決闘者 宮本武蔵(2)

柴錬版宮本武蔵の第二巻。1巻から豪華でしたが、2巻は本筋以外の周辺情報の充実していて、本当に面白い。


ちゅうか、多分初出である「週刊連載」のための「一本調子にならないような工夫」あるいは「重厚さを出すため」の「寄り道」だと思うのですが、時代小説ではよくある話だし、時代小説的ネタがすきで読んでいるので、むしろ大歓迎な感じ。

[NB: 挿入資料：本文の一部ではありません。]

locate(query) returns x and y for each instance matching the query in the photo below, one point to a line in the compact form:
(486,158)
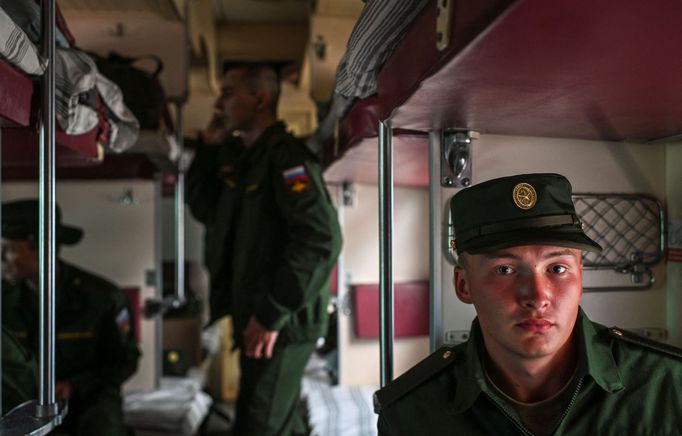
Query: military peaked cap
(526,209)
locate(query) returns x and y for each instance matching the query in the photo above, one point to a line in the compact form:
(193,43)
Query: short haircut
(462,260)
(259,76)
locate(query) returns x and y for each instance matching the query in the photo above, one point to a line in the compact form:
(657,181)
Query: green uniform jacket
(273,233)
(624,389)
(96,349)
(19,373)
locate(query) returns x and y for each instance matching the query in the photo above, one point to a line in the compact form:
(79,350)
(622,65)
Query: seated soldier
(19,373)
(534,363)
(95,346)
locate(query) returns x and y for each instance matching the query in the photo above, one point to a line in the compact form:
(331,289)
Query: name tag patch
(123,321)
(296,179)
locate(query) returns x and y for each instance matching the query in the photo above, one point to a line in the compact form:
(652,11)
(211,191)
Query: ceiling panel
(262,11)
(164,8)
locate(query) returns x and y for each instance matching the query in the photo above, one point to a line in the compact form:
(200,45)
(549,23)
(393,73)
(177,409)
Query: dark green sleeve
(203,185)
(19,373)
(118,354)
(382,426)
(313,237)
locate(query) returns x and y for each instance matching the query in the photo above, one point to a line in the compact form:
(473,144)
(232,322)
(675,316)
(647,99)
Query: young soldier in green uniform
(534,363)
(273,240)
(19,373)
(95,346)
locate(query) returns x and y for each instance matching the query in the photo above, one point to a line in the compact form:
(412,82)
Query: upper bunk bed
(114,127)
(20,68)
(566,68)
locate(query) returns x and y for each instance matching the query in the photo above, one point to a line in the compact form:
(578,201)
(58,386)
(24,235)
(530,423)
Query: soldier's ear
(462,285)
(263,99)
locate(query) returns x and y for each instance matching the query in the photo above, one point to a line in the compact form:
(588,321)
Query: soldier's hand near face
(259,342)
(215,133)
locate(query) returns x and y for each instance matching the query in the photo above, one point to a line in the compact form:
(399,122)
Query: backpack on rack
(142,91)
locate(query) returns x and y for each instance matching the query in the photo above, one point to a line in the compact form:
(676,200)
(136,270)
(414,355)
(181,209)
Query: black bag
(142,91)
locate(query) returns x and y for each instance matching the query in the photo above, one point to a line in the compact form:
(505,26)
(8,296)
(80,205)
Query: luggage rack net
(629,227)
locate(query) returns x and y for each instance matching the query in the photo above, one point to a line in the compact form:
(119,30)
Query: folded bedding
(17,48)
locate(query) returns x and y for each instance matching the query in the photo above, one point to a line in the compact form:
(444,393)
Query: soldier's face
(237,104)
(526,299)
(19,260)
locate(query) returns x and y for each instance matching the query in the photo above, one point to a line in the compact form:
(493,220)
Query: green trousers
(269,391)
(101,415)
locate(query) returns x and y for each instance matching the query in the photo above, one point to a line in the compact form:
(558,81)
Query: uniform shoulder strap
(629,337)
(415,376)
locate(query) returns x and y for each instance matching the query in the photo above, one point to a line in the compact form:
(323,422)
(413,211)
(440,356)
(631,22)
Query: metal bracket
(456,158)
(22,420)
(443,8)
(637,269)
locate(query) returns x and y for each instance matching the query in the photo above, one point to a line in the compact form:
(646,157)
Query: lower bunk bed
(336,410)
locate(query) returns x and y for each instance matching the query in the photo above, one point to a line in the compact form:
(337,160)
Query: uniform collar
(596,360)
(259,146)
(469,373)
(596,356)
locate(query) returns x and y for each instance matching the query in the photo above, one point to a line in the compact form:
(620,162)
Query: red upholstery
(133,294)
(355,152)
(589,69)
(411,313)
(20,148)
(16,92)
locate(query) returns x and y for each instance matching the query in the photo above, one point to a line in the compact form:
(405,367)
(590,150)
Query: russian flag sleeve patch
(296,178)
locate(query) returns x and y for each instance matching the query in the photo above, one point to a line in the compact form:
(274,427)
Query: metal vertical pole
(158,281)
(179,212)
(47,406)
(386,251)
(1,293)
(435,242)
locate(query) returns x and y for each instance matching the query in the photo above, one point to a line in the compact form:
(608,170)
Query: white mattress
(178,407)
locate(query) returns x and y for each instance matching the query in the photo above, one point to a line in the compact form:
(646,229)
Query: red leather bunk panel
(357,143)
(411,316)
(589,69)
(113,167)
(16,93)
(417,57)
(20,148)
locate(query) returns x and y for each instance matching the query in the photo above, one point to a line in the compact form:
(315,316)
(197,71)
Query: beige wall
(674,191)
(592,167)
(359,359)
(118,242)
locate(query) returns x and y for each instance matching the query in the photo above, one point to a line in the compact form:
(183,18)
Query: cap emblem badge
(524,196)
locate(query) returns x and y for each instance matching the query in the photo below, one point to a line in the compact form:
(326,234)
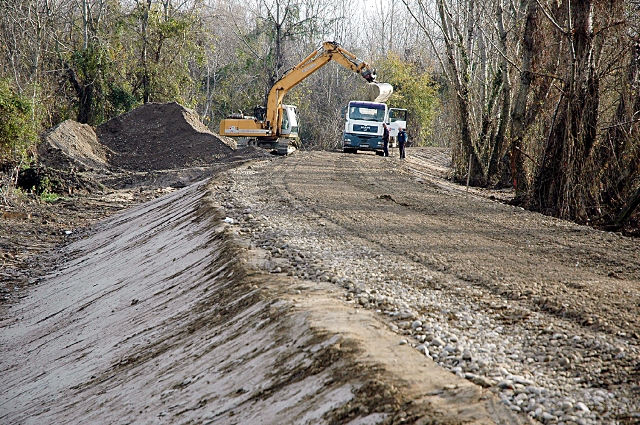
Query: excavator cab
(289,121)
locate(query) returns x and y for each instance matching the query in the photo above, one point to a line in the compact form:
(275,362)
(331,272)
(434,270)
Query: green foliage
(18,130)
(413,89)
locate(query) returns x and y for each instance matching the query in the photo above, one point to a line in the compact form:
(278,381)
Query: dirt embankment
(319,288)
(161,317)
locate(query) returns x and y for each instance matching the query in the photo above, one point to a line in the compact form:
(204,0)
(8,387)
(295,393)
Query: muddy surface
(253,298)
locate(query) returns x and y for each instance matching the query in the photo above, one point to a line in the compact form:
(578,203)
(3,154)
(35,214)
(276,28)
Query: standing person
(402,140)
(385,138)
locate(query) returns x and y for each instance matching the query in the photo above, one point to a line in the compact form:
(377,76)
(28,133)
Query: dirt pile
(160,137)
(71,145)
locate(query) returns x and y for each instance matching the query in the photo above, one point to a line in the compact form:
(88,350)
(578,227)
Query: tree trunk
(562,188)
(518,174)
(460,81)
(497,152)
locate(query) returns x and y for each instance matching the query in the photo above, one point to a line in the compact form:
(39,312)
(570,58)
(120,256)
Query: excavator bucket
(380,92)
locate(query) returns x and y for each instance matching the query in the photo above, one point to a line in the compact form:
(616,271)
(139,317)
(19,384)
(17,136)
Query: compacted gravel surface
(542,312)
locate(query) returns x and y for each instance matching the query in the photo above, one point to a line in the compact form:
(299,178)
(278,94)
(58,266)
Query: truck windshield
(366,111)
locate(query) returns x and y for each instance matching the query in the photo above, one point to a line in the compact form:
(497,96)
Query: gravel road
(544,313)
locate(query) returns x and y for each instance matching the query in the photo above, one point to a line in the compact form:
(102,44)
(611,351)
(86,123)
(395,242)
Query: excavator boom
(329,51)
(269,129)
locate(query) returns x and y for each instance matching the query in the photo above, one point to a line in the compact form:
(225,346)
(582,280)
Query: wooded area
(538,95)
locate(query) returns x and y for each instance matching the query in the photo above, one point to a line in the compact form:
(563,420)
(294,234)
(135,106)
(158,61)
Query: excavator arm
(316,60)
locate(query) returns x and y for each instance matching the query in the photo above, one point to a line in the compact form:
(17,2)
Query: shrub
(18,134)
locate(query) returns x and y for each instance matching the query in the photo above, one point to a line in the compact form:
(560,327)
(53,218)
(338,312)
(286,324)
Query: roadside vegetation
(539,96)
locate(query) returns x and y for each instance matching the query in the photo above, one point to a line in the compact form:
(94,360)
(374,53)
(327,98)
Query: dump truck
(363,123)
(275,127)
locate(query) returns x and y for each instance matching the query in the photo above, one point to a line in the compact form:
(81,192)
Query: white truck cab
(363,125)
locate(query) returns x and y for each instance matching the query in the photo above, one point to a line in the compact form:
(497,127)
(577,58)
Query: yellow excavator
(276,126)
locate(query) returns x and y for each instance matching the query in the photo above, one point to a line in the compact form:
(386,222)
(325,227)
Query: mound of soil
(72,146)
(160,137)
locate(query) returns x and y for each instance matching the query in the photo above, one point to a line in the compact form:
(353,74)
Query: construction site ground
(320,287)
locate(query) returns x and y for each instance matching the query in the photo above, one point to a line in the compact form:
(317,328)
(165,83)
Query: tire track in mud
(558,252)
(499,280)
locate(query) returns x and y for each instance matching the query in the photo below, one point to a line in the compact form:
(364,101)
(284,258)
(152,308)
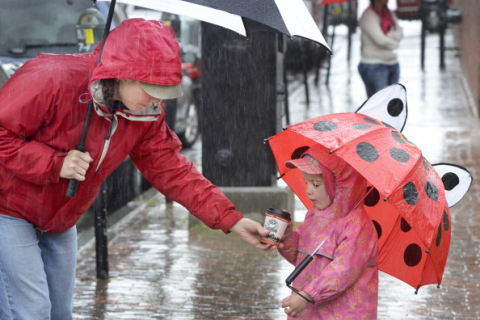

で、本筋がおろそかかというとそうではなく、キッチリ「ここまで描かれてきた<決闘者>である武蔵が描かれています。
吉岡一門とのバトル(あ、いや、ココは<決闘>というべきか)は都合3回あるわけですが、3回目が一番凄絶でしたな。作品によっては「しゅっと表れて、さくっと斬って、去っていった」という風に「武蔵の「目的に対して逡巡のない迅速な行動」として描くものもありますが、この作品では「斬った後」がすごくピンチ。
まぁ、普通に考えて一番「相手の数が多い<決闘>」ですので、当然といえば当然なのですが。
「負けないために工夫を凝らす」という造形が多い武蔵ですが、ここではあくまで<決闘>として知恵を使いつつも、血みどろの<決闘>を演じます。
この辺は眠狂四郎にも通じる「自分の生き様に対して背を向けない頑固さ」なのかな。

頑固さといえば、人の集まる場所を嫌う性格も、作品を通じて一筋縄では行かない感じ。
淡い恋心を胸に秘め、孤独を孤独と感じなかった「津本陽氏版武蔵」とはそのあたりが違うかな(後半からちょっと心境の変化も見えてはくるけど)。

そんで、1巻で感じた豪華さも、保ってますよ。
柳生宗矩も出るし、(私は知らなかったけどすごい人らしい)松山主水*1、実在したかどうかはわからんけどオランダの剣士、後藤又兵衛、柳生の剣客(使う技は虎乱?)などなど、さまざま登場。
薀蓄、ドリームマッチなど時代小説の面白さも含みつつ、アウトロー的なピカレスクな魅力も持つこの作品。柴錬作品って、やっぱ面白いわ。さすが。オススメ。